A dislocation occurs when the top part of the humerus is pulled out of its usual alignment with the shoulder joint due to a traumatic blow to the shoulder. It is most likely to happen during skiing when the skier uses their hand to cushion the blow of a heavy fall. If the body twists around the outstretched hand, the twisting motion is carried up to the shoulder joint. If the motion is very forceful, the shoulder joint is pulled out of position. Most dislocations push the joint in front of its normal position (anterior dislocation). It is quite rare for the shoulder joint to be forced backwards (posterior dislocation). Unfortunately, once your shoulder has been dislocated, it is 85% more likely to happen again because the shoulder joint suffers structural damage that it will never fully recover from. It will take less force for the shoulder to become dislocated again.
What Does a Dislocated Shoulder Feel Like?
It will be incredibly painful and you will be unable to move your shoulder. The usually rounded appearance of the shoulder will look more angular and you will probably want to keep your arm immobilised against your chest.
What Can You Do to Prevent a Dislocation?
Because acute injuries like dislocations happen when you fall unexpectedly on the slope, they can be very difficult to prevent. However, there are certain measures you can take before the skiing season starts to protect yourself from shoulder injuries. Having lessons with a qualified instructor will improve your technique, making you less likely to fall over. Increasing your core muscle strength will also make you sturdier on your feet. It is also a very good idea to strengthen your rotator cuff muscles (the small muscles around the shoulder joint), especially if you have dislocated your shoulder in the past.
When You're Skiing
Try to ski at quieter times because obviously if the piste isn't too overcrowded there is less chance of another skier colliding with you or getting in your way and causing you to fall over and damage your shoulder. Also, know your limits – don't attempt to tackle a slope that is too advanced for you because you will be more likely to fall.

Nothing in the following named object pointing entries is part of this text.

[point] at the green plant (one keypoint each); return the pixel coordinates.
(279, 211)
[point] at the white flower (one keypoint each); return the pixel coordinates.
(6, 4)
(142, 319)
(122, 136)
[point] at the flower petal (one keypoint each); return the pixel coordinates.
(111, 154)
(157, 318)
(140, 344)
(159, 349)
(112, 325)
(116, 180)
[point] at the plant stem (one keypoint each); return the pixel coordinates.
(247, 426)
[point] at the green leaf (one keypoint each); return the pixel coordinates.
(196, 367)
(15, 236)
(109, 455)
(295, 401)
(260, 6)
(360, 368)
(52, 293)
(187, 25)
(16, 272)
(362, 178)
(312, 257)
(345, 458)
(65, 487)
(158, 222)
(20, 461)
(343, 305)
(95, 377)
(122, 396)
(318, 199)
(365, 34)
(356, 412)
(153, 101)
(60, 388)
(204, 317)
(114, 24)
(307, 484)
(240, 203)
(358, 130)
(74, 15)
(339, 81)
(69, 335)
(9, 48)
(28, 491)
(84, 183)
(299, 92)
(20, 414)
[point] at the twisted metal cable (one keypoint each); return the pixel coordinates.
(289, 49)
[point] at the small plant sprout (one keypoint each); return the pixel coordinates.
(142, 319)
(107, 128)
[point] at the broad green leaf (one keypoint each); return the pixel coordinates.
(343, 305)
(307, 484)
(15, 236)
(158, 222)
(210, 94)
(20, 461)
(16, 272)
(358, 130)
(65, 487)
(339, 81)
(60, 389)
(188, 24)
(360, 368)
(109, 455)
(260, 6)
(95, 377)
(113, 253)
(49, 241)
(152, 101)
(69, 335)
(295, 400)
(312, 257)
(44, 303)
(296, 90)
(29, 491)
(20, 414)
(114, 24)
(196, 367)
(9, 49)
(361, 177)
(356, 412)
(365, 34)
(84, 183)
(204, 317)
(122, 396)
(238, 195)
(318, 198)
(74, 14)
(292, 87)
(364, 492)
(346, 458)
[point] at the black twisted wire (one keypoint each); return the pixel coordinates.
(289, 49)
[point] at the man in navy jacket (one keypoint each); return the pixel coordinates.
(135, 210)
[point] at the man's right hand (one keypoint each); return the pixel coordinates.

Dealing with a Dislocated Shoulder
You should go to hospital and have the shoulder should be put back into position as quickly as possible. The longer it is dislocated, the harder it will be to put back in because muscle spasms set in. After the shoulder has been put back in place, you should wear a sling for about 3 weeks to keep it immobilised and raising your arm above your head should be avoided for 6 weeks following a dislocation. A course of physiotherapy should be undertaken to gradually rebuild the strength of your shoulder muscles before you start skiing again.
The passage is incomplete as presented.